Die ersten kommunalen Wärmepläne liegen vor. Eine Untersuchung zeigt, wo Lücken sind. Was Fraunhofer ISE und das Öko-Institut in 113 kommunalen Plänen gefunden haben, zeigt, wo die Wärmewende auf dem Papier noch löchrig ist.

Installation einer Wärmepumpe von Samsung. Geräte wie dieses übertrafen 2025 in Deutschland erstmals die Verkaufszahlen von Gasheizungen. Foto: Sam Bush / Nesta / Climate Visuals
11.000 deutsche Kommunen sind dazu verpflichtet, einen Wärmeplan vorzulegen. So schreibt es das Wärmeplanungsgesetz vor. Fraunhofer ISE und das Öko-Institut haben jetzt erstmals 113 dieser Pläne ausgewertet. Dokumente aus 223 Gemeinden, die bereits fertiggestellt sind. Das Ergebnis: Eine klare Richtung ist erkennbar, aber dieselben wiederkehrenden Lücken tauchen auf.
In Gebieten ohne Anschluss an Nah- oder Fernwärme setzen die Kommunen auf die Wärmepumpe. Marc Stobbe vom Öko-Institut bringt es auf den Punkt: „Die Wärmepumpe erweist sich über alle Pläne und Gemeindegrößen hinweg als die wesentliche Technologie für die dezentrale Versorgung.“ Wo hingegen Fernwärmeleitungen verlegt werden können, denken die Planer groß. Der Anteil soll von heute rund 16 Prozent auf durchschnittlich 40 Prozent steigen.

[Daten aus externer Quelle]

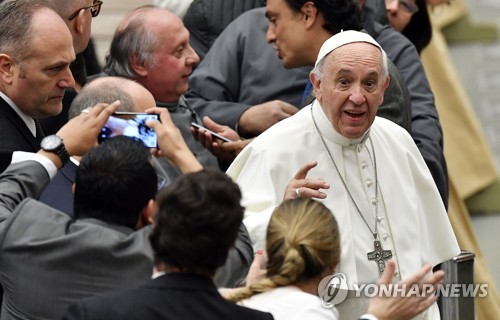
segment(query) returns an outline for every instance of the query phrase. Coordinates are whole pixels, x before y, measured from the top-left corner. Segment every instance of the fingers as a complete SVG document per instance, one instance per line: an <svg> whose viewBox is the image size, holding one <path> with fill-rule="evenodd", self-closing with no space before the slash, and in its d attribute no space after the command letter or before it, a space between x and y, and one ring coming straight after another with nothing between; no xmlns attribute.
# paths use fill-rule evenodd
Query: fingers
<svg viewBox="0 0 500 320"><path fill-rule="evenodd" d="M220 132L224 129L224 126L218 124L217 122L213 121L207 116L203 117L203 125L207 127L208 129L215 131L215 132Z"/></svg>
<svg viewBox="0 0 500 320"><path fill-rule="evenodd" d="M294 105L291 105L289 103L283 102L281 104L281 110L287 114L287 116L291 116L296 114L299 109L297 109Z"/></svg>
<svg viewBox="0 0 500 320"><path fill-rule="evenodd" d="M307 174L309 173L309 170L316 167L317 165L318 165L317 161L312 161L312 162L307 163L306 165L304 165L303 167L300 168L300 170L295 174L295 176L293 178L296 180L304 179L307 176Z"/></svg>

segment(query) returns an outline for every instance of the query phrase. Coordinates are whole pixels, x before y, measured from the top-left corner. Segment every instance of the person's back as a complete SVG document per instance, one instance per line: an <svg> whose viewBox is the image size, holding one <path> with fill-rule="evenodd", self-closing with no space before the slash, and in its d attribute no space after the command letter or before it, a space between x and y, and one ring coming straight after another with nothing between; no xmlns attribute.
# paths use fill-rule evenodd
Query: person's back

Noch ambitionierter kalkulieren Großstädte mit mehr als 100.000 Einwohnern: Bis 2045 wollen sie jeden zweiten bis vier von fünf Haushalten ans Wärmenetz anschließen.

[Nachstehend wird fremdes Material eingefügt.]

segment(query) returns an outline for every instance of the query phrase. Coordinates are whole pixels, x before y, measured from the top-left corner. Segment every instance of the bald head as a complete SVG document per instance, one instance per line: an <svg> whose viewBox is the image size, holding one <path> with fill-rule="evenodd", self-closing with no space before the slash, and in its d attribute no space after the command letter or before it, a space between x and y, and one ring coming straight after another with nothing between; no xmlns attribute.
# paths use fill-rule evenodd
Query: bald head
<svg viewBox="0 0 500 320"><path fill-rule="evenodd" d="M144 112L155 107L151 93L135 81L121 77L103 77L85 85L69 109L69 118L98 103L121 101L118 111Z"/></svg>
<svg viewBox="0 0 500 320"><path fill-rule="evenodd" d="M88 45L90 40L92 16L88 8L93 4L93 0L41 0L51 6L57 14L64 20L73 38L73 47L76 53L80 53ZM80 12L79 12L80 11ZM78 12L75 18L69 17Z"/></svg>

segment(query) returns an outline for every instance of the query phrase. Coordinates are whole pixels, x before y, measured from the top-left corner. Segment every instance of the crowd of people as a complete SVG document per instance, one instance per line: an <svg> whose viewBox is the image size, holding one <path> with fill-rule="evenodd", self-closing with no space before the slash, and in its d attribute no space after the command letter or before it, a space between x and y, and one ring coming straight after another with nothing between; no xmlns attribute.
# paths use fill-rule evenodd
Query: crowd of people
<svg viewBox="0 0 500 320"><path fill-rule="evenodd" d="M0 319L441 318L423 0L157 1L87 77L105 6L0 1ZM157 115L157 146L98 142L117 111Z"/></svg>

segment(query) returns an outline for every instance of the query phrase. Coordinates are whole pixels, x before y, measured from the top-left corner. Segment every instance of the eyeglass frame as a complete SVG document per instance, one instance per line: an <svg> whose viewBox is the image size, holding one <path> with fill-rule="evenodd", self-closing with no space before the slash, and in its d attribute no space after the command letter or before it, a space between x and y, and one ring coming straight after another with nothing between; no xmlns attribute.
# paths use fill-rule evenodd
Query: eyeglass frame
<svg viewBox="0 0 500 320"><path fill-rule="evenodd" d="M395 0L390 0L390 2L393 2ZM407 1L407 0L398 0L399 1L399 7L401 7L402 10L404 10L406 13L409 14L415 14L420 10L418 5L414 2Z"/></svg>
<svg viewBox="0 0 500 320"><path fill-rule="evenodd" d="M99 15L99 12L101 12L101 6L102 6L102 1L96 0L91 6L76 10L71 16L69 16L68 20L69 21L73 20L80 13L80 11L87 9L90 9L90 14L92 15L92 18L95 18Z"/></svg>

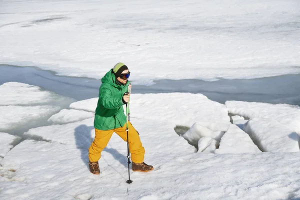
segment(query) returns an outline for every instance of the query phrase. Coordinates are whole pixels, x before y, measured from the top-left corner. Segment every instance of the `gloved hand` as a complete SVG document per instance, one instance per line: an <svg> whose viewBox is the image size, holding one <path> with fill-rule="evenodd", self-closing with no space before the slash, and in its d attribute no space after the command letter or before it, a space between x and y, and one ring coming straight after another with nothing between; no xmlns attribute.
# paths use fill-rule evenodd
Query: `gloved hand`
<svg viewBox="0 0 300 200"><path fill-rule="evenodd" d="M129 96L130 94L128 93L126 93L123 96L123 98L122 99L122 101L124 104L126 104L129 102Z"/></svg>

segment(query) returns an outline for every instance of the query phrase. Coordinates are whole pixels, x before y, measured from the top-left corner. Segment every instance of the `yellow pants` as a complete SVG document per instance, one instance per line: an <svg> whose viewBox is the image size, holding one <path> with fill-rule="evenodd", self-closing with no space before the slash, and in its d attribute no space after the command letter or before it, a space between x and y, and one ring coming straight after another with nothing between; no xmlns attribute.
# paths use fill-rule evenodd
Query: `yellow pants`
<svg viewBox="0 0 300 200"><path fill-rule="evenodd" d="M136 163L144 162L145 149L142 146L138 132L130 122L128 124L128 138L129 150L131 160ZM101 152L106 147L114 132L115 132L125 142L127 142L126 124L123 127L108 130L101 130L95 128L95 138L88 148L88 159L91 162L96 162L101 158Z"/></svg>

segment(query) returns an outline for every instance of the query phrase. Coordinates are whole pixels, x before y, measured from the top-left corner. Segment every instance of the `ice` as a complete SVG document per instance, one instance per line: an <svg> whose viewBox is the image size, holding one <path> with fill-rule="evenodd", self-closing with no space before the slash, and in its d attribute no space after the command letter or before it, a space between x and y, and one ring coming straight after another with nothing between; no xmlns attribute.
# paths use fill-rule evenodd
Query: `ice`
<svg viewBox="0 0 300 200"><path fill-rule="evenodd" d="M70 104L70 98L63 97L28 84L16 82L6 82L0 86L0 106L41 106Z"/></svg>
<svg viewBox="0 0 300 200"><path fill-rule="evenodd" d="M208 137L202 137L198 142L198 152L214 153L216 148L216 140Z"/></svg>
<svg viewBox="0 0 300 200"><path fill-rule="evenodd" d="M12 131L46 120L60 107L52 106L0 106L0 130Z"/></svg>
<svg viewBox="0 0 300 200"><path fill-rule="evenodd" d="M286 104L228 101L229 112L248 118L268 118L300 134L300 108Z"/></svg>
<svg viewBox="0 0 300 200"><path fill-rule="evenodd" d="M130 170L133 182L128 185L126 182L127 159L118 151L104 151L100 161L101 174L94 176L86 165L86 149L56 142L25 140L2 160L0 198L132 200L156 196L159 200L196 200L202 196L207 200L274 200L300 198L298 153L216 154L154 152L148 152L147 160L151 160L154 170L145 174Z"/></svg>
<svg viewBox="0 0 300 200"><path fill-rule="evenodd" d="M270 118L254 118L248 122L245 131L264 152L299 152L299 136L293 129Z"/></svg>
<svg viewBox="0 0 300 200"><path fill-rule="evenodd" d="M244 154L262 152L253 142L249 135L234 124L229 128L221 138L216 154Z"/></svg>
<svg viewBox="0 0 300 200"><path fill-rule="evenodd" d="M98 98L80 100L71 104L70 104L70 108L94 112L97 106L98 102Z"/></svg>
<svg viewBox="0 0 300 200"><path fill-rule="evenodd" d="M32 0L1 8L2 64L100 78L122 62L145 84L300 72L297 0Z"/></svg>
<svg viewBox="0 0 300 200"><path fill-rule="evenodd" d="M143 145L148 151L168 152L194 152L182 137L176 136L172 124L150 122L144 119L131 120L140 134ZM88 148L94 137L94 118L62 125L52 125L30 130L26 136L41 136L43 139L76 146ZM160 138L157 136L160 136ZM113 134L108 143L111 150L126 150L126 142L116 134ZM176 146L176 148L174 148ZM124 152L125 154L125 152Z"/></svg>
<svg viewBox="0 0 300 200"><path fill-rule="evenodd" d="M202 94L132 94L130 100L130 116L135 118L188 126L198 122L213 130L226 131L230 124L224 105Z"/></svg>
<svg viewBox="0 0 300 200"><path fill-rule="evenodd" d="M223 134L224 132L222 130L214 131L196 122L182 135L182 137L191 144L197 144L202 137L210 138L220 142Z"/></svg>
<svg viewBox="0 0 300 200"><path fill-rule="evenodd" d="M94 116L94 113L86 111L63 109L60 112L51 116L48 121L54 124L64 124L81 121L93 118Z"/></svg>
<svg viewBox="0 0 300 200"><path fill-rule="evenodd" d="M20 138L6 132L0 132L0 161L12 148L12 144Z"/></svg>

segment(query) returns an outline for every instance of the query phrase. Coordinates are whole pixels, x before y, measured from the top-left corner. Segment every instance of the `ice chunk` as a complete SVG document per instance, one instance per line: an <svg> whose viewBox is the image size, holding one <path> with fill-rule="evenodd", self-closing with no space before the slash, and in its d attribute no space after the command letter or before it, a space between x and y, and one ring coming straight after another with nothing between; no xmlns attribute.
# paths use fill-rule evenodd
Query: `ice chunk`
<svg viewBox="0 0 300 200"><path fill-rule="evenodd" d="M244 154L262 152L249 135L238 127L231 124L221 138L216 154Z"/></svg>
<svg viewBox="0 0 300 200"><path fill-rule="evenodd" d="M52 106L0 106L0 130L6 132L46 120L60 109Z"/></svg>
<svg viewBox="0 0 300 200"><path fill-rule="evenodd" d="M88 148L94 136L94 118L66 124L51 125L30 129L24 135L40 136L44 139Z"/></svg>
<svg viewBox="0 0 300 200"><path fill-rule="evenodd" d="M299 150L299 136L292 128L270 118L254 118L245 126L248 132L264 152L296 152Z"/></svg>
<svg viewBox="0 0 300 200"><path fill-rule="evenodd" d="M6 82L0 86L0 106L56 105L58 102L70 104L74 101L40 87L16 82ZM62 104L60 102L60 104Z"/></svg>
<svg viewBox="0 0 300 200"><path fill-rule="evenodd" d="M98 98L90 98L86 100L74 102L70 104L70 108L85 110L94 112L97 107Z"/></svg>
<svg viewBox="0 0 300 200"><path fill-rule="evenodd" d="M212 130L226 131L230 118L226 106L202 94L132 94L130 111L135 118L191 126L196 122Z"/></svg>
<svg viewBox="0 0 300 200"><path fill-rule="evenodd" d="M226 103L230 113L248 118L268 118L300 134L300 108L286 104L270 104L238 101Z"/></svg>
<svg viewBox="0 0 300 200"><path fill-rule="evenodd" d="M214 154L216 148L217 142L211 138L201 138L198 142L198 152Z"/></svg>
<svg viewBox="0 0 300 200"><path fill-rule="evenodd" d="M150 122L148 120L133 118L134 126L140 134L141 141L148 150L168 152L194 152L182 137L176 136L171 123ZM94 136L94 118L62 125L52 125L32 128L24 135L36 136L60 144L88 148ZM160 136L160 140L157 136ZM126 143L116 134L113 134L108 147L124 149ZM176 148L174 148L176 146Z"/></svg>
<svg viewBox="0 0 300 200"><path fill-rule="evenodd" d="M12 148L11 144L15 140L18 140L19 137L12 136L5 132L0 132L0 158L3 158L8 152Z"/></svg>
<svg viewBox="0 0 300 200"><path fill-rule="evenodd" d="M182 137L193 144L198 144L199 140L202 137L208 137L220 141L224 134L221 130L214 131L201 126L199 123L194 124Z"/></svg>
<svg viewBox="0 0 300 200"><path fill-rule="evenodd" d="M77 110L63 109L60 112L52 116L48 121L55 124L64 124L81 121L93 118L94 114Z"/></svg>

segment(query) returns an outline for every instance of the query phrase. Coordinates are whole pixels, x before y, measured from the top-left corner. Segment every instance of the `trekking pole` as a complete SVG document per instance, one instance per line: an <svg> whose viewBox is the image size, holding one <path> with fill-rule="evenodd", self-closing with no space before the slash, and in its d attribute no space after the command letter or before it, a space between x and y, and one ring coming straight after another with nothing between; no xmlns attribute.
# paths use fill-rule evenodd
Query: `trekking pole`
<svg viewBox="0 0 300 200"><path fill-rule="evenodd" d="M129 86L128 86L128 92L127 93L126 95L129 95L130 94L131 92L131 90L130 88L129 87ZM130 180L130 170L129 170L129 164L130 164L130 152L129 152L129 139L128 138L128 122L130 122L130 110L129 109L129 102L130 102L130 98L129 98L129 100L128 101L128 102L127 104L126 104L126 115L127 116L126 118L127 118L127 120L126 120L126 131L127 131L127 158L128 158L128 180L127 180L126 181L126 182L127 182L128 184L131 184L132 182L132 180Z"/></svg>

Häufige Schwachstellen sind laut Fraunhofer folgende: Erstens werden die Wärmebedürfnisse der Industrie vergessen. Wer einen Heizplan für Wohngebäude erstellt, hat noch keinen für die Fabrik nebenan. Prozesswärme aus Gewerbe und Industrie bleibt in vielen Dokumenten schlicht außen vor, obwohl sie einen erheblichen Teil des gesamten Wärmebedarfs ausmacht.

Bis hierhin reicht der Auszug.